UNLABELLED: Insect-resistant films containing a microencapsulated insect-repelling agent were developed to protect food products from the Indian meal moth (Plodia interpunctella). Cinnamon oil (CO), an insect repelling agent, was encapsulated with gum arabic, whey protein isolate (WPI)/maltodextrin (MD), or poly(vinyl alcohol) (PVA). A low-density polyethylene (LDPE) film was coated with an ink or a polypropylene (PP) solution that incorporated the microcapsules.

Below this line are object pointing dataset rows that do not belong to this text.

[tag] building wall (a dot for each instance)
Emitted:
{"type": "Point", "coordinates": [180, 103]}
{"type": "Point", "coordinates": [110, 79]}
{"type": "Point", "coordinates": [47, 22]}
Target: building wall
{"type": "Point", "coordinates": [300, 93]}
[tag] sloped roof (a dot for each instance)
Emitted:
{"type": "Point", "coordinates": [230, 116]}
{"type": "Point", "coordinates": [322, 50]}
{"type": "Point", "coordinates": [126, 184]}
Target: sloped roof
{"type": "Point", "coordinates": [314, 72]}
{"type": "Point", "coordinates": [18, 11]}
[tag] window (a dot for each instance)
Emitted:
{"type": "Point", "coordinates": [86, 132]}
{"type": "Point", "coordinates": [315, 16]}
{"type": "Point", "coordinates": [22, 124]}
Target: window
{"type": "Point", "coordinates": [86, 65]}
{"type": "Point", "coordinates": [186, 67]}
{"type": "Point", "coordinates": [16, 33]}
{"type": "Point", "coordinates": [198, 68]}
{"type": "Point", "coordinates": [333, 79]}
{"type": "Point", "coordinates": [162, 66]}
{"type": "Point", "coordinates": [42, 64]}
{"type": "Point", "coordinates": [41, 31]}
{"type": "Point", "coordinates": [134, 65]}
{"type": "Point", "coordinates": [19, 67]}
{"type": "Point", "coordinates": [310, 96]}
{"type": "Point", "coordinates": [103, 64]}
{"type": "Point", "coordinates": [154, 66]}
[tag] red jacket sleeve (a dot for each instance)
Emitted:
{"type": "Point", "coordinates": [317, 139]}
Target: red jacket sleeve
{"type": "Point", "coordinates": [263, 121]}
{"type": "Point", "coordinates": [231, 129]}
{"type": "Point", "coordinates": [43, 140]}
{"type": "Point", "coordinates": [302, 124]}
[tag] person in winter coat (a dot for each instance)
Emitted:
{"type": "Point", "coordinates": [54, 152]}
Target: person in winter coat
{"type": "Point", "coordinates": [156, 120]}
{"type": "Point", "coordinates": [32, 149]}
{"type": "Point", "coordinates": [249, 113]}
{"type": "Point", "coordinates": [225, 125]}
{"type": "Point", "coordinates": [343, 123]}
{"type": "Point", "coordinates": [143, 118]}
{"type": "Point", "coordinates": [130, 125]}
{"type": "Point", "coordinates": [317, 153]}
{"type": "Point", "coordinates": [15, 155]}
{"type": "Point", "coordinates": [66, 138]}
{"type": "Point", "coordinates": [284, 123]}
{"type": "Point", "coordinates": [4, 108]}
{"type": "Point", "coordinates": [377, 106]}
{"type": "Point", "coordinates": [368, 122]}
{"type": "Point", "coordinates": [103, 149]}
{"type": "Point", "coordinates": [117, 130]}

The encapsulation efficiency values obtained with gum arabic, WPI/MD, and PVA were 90.4%, 94.6%, and 80.7%, respectively. The films containing a microcapsule emulsion of PVA and CO or incorporating a microcapsule powder of WPI/MD and CO were the most effective (P < 0.05) at repelling moth larvae. The release rate of cinnamaldehyde, an active repellent of cinnamaldehyde, in the PP was 23 times lower when cinnamaldehyde was microencapsulated. Coating with the microcapsules did not alter the tensile properties of the films. The invasion of larvae into cookies was prevented by the insect-repellent films, demonstrating potential for the films in insect-resistant packaging for food products. PRACTICAL APPLICATION: The insect-repelling effect of cinnamon oil incorporated into LDPE films was more effective with microencapsulation. The system developed in this research with LDPE film may also be extended to other food-packaging films where the same coating platform can be used. This platform is interchangeable and easy to use for the delivery of insect-repelling agents. The films can protect a wide variety of food products from invasion by the Indian meal moth.